The National Inpatient Sample, produced as part of the HCUP, contains over 7 million admissions each year. This large dataset enables the evaluation of epidemiological factors and population trends on a national scale to potentially identify risk factors and outcomes.

The robust data allow multiyear trend analysis, evaluation of outcomes among different races/ethnicities, as well as healthcare cost and utilization for conditions and interventions that range from rare to moderately common.

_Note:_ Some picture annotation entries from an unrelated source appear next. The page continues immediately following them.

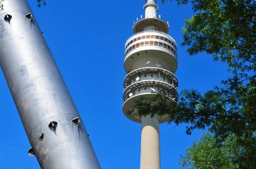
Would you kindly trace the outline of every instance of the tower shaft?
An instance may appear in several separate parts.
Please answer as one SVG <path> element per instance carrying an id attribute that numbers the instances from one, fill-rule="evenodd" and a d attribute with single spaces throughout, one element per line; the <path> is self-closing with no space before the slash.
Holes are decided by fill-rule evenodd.
<path id="1" fill-rule="evenodd" d="M 142 119 L 140 169 L 160 169 L 159 119 Z"/>
<path id="2" fill-rule="evenodd" d="M 26 0 L 0 11 L 0 65 L 43 169 L 100 169 L 76 106 Z"/>
<path id="3" fill-rule="evenodd" d="M 140 169 L 160 169 L 159 124 L 168 121 L 169 117 L 163 114 L 142 118 L 133 107 L 134 101 L 141 97 L 150 99 L 155 96 L 152 92 L 160 90 L 170 101 L 177 101 L 178 81 L 173 74 L 177 68 L 177 48 L 167 34 L 169 22 L 157 17 L 155 1 L 148 0 L 143 8 L 145 18 L 137 19 L 133 25 L 134 34 L 125 46 L 124 67 L 128 74 L 124 80 L 122 110 L 130 120 L 142 124 Z M 134 114 L 128 113 L 131 110 Z"/>

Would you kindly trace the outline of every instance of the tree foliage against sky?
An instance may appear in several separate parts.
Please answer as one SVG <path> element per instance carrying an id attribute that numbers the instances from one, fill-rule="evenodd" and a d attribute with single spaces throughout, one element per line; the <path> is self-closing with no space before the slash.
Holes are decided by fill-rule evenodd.
<path id="1" fill-rule="evenodd" d="M 236 139 L 229 135 L 224 142 L 224 146 L 215 147 L 214 136 L 204 132 L 197 141 L 186 149 L 185 155 L 180 155 L 179 164 L 183 169 L 240 169 L 238 160 L 246 156 L 247 151 L 237 144 Z"/>
<path id="2" fill-rule="evenodd" d="M 191 3 L 195 12 L 185 19 L 181 45 L 189 47 L 189 55 L 204 53 L 226 63 L 233 75 L 204 93 L 183 90 L 177 105 L 164 99 L 157 101 L 163 93 L 150 99 L 141 98 L 129 113 L 137 110 L 136 115 L 141 116 L 167 113 L 169 123 L 187 124 L 187 134 L 207 129 L 219 146 L 235 135 L 248 155 L 238 160 L 239 168 L 256 168 L 256 151 L 251 150 L 256 146 L 252 143 L 256 142 L 256 1 L 176 1 L 178 5 Z"/>
<path id="3" fill-rule="evenodd" d="M 233 161 L 237 157 L 235 145 L 225 141 L 227 146 L 214 148 L 216 140 L 209 133 L 204 133 L 197 141 L 193 141 L 192 146 L 187 147 L 185 155 L 180 155 L 179 164 L 182 169 L 234 169 L 238 166 Z"/>

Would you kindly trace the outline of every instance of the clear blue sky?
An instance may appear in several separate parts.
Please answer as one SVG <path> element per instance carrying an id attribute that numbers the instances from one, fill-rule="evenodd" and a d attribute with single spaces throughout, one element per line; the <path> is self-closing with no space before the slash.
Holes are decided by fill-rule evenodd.
<path id="1" fill-rule="evenodd" d="M 36 0 L 29 2 L 102 168 L 139 169 L 141 124 L 127 118 L 122 107 L 125 43 L 133 35 L 134 21 L 144 14 L 144 1 L 52 0 L 41 8 Z M 204 54 L 189 56 L 180 47 L 184 18 L 193 15 L 190 6 L 158 5 L 158 14 L 169 21 L 169 34 L 178 45 L 179 92 L 192 88 L 203 92 L 227 77 L 224 64 Z M 30 145 L 1 71 L 0 93 L 0 169 L 40 169 L 35 157 L 27 153 Z M 200 131 L 187 135 L 185 126 L 161 124 L 162 169 L 181 168 L 179 153 L 200 136 Z"/>

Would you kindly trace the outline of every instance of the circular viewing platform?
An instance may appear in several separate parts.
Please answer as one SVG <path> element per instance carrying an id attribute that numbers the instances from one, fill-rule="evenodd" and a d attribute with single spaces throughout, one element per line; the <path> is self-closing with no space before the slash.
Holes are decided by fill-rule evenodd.
<path id="1" fill-rule="evenodd" d="M 134 114 L 128 115 L 127 113 L 132 109 L 132 107 L 134 104 L 134 100 L 138 100 L 141 96 L 146 98 L 150 99 L 154 96 L 154 95 L 149 93 L 145 93 L 135 96 L 132 97 L 128 99 L 124 103 L 122 106 L 122 110 L 125 115 L 129 119 L 137 123 L 141 123 L 141 119 L 140 117 L 138 117 Z M 169 101 L 175 101 L 173 99 L 169 98 Z M 134 113 L 137 113 L 137 110 L 135 110 Z M 163 123 L 168 121 L 170 120 L 169 116 L 168 115 L 162 115 L 159 117 L 159 123 Z"/>
<path id="2" fill-rule="evenodd" d="M 164 33 L 146 31 L 135 34 L 126 42 L 125 48 L 124 67 L 128 73 L 140 68 L 154 67 L 157 62 L 172 73 L 177 68 L 176 42 Z"/>
<path id="3" fill-rule="evenodd" d="M 157 66 L 160 66 L 157 65 Z M 135 70 L 128 74 L 124 80 L 124 87 L 143 80 L 156 80 L 166 82 L 175 88 L 178 87 L 178 81 L 172 72 L 157 67 L 143 68 Z"/>

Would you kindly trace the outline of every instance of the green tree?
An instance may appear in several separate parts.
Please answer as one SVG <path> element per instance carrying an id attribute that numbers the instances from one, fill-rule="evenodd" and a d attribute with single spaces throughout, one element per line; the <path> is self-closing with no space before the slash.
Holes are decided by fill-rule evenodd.
<path id="1" fill-rule="evenodd" d="M 169 123 L 188 124 L 187 134 L 207 129 L 219 146 L 230 135 L 236 135 L 238 146 L 246 152 L 238 158 L 240 168 L 256 168 L 256 151 L 251 151 L 256 149 L 252 143 L 256 131 L 256 1 L 176 1 L 178 5 L 191 3 L 195 12 L 185 19 L 181 45 L 188 46 L 190 55 L 204 52 L 226 63 L 233 76 L 204 93 L 183 90 L 177 104 L 163 92 L 150 99 L 141 98 L 129 113 L 169 114 Z"/>
<path id="2" fill-rule="evenodd" d="M 239 168 L 233 161 L 237 154 L 236 148 L 228 141 L 227 146 L 215 147 L 216 140 L 209 133 L 204 133 L 197 141 L 187 147 L 185 155 L 180 155 L 179 164 L 182 169 L 234 169 Z"/>

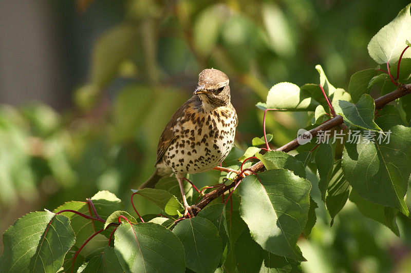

Prematurity and congenital heart disease are leading causes of morbidity, mortality in US neonates

Prematurity and congenital heart disease (CHD), independently or concurrently, cause the majority of mortality and morbidity incidence among neonates in the United States. Prematurity is defined as birth before 37 weeks of gestational age. The March of Dimes reports the rate of prematurity for the United States as 10.6% in 2020 with a range for individual states of 8.2-%-14.6%.1 CHD is the most common congenital anomaly with a wide range of severity. The incidence of moderate and severe forms of CHD is 6/1,000 live births.2

A closer look: Acute kidney injury in infants

The first study we conducted was on the prevalence and outcomes of acute kidney injury (AKI).3 Using the database, we identified 19,603 infants with AKI. The majority (74.3%) of the infants with AKI weighed < 1000g and 63.9% were ≤ 28 weeks of gestation.

The prevalence of AKI varied according to ethnicity. The occurrence was significantly lower in White populations than in Black and Hispanic populations (P < 0.001) and, further, the prevalence in Asian and Pacific Islander populations was considerably lower than in White populations (P < 0.001).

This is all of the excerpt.